Issuer: IDT CORP (IDT)
CIK: 0001005731
Period of Report: 2024-02-21

Reporting Person: ASH MENACHEM (N/A)

Non-Derivative Transactions

Date Security Code Shares Price A/D Holdings After Ownership
2024-02-21 Class B Common Stock, par value $.01 per share M 2293 $35.625 Acquired 60167 Direct
2024-02-21 Class B Common Stock, par value $.01 per share F 829 $35.625 Disposed 59338 Direct

Derivative Transactions

Date Security Exercise Price Code Shares A/D Expiration Underlying Ownership
2024-02-21 Deferred Stock Units $ M 1667 Disposed Class B Common Stock (1667) Direct

Holdings (Non-Derivative)

Security Shares Ownership
Class B Common Stock, $.01 par value per share 2873 Indirect

Footnotes

F1: Of the 3,333 deferred stock units ("DSUs") that were eligible to vest on February 21, 2024, the Reporting Person elected to vest 1,667 DSUs on February 21, 2024 and to roll 1,666 DSUs to the next vesting date of February 25, 2025. Under the terms of the IDT Corporation Equity Growth Program, due to the market price of the Issuer's Class B common stock in the period prior to the February 21, 2024 vesting date, each DSU that vested entitled the Reporting Person to receive 1.375 shares of Class B common stock.

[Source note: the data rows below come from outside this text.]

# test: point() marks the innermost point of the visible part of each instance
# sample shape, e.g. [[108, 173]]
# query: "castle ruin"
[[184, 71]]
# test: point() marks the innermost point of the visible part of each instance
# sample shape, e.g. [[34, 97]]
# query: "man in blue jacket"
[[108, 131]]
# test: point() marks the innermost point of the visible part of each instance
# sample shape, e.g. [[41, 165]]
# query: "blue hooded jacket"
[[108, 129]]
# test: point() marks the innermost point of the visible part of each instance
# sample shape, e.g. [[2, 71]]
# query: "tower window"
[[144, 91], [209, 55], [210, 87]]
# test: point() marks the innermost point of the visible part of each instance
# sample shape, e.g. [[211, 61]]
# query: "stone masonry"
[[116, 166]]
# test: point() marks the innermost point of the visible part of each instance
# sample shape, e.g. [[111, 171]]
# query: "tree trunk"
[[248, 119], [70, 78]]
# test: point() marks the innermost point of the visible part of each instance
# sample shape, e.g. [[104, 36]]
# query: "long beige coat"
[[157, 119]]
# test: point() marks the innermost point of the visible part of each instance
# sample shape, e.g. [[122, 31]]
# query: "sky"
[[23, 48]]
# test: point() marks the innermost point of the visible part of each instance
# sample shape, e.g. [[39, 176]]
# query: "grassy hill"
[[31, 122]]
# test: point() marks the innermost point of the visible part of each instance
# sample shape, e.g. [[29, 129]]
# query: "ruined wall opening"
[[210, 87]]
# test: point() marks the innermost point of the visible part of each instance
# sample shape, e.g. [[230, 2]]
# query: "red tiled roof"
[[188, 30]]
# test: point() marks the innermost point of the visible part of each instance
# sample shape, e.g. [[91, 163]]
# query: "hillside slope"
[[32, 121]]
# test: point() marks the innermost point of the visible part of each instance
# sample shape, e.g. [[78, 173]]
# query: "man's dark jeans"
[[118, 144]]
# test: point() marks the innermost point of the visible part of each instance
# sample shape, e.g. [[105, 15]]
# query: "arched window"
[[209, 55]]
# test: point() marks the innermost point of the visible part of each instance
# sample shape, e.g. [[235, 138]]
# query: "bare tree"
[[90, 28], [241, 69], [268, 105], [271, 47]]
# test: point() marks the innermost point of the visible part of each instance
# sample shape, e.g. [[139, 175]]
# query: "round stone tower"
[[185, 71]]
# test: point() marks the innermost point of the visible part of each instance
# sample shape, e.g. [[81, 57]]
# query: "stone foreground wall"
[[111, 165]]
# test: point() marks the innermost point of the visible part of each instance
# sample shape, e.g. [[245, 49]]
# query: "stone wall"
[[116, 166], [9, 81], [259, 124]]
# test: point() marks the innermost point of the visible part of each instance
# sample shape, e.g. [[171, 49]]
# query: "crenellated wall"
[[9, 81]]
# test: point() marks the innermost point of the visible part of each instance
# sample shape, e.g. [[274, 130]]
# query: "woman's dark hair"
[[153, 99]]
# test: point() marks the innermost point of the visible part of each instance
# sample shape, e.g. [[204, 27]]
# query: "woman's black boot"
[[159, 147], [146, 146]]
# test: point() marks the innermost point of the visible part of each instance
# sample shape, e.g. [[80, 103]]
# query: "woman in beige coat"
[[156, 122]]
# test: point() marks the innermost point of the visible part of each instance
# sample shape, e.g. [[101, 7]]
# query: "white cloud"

F2: Consists of 15,205 shares of Class B common stock issued upon the vesting of DSUs, 28,962 fully vested restricted shares of the Issuer's Class B common stock ("Restricted Stock"), and 16,000 unvested shares of Restricted Stock that will vest, and vest in full, only if the Class B common stock closes above $50 per share for 10 consecutive trading days prior to February 25, 2025.

F3: Represents shares withheld by the Issuer for tax purposes upon the vesting of DSUs.

F4: Consists of 14,376 shares of Class B common stock issued upon the vesting of DSUs, 28,962 fully vested shares of Restricted Stock, and 16,000 unvested shares of Restricted Stock that will vest, and vest in full, only if the Class B common stock closes above $50 per share for 10 consecutive trading days prior to February 25, 2025.

F5: As of January 31, 2024.

F6: Represents 6,666 DSUs vesting ratably on 2/21/2024 and 2/25/2025, with the recipient having partially deferred vesting on 2/21/2024 to 2/25/2025. The number of shares of Class B common stock that will be issued depends on the Market Price on the applicable vesting date as compared to the Grant Price of the DSUs ($25.41), with no less than 0.5 shares (Market Price less than $12.705) and no more than 2 shares (Market Price greater than $50.82), in 12.5% increments, to be issued for each DSU vested. Upon vesting of all of the DSUs, between 3,333 and 13,332 shares of Class B common stock will have been issued. "Market Price" for each vesting date will be the greater of (i) the closing price for the Class B common stock on the trading date immediately prior to such vesting date, and (ii) the average of the closing prices of the Class B common stock for the 20 trading days ending with the trading day immediately prior to such vesting date.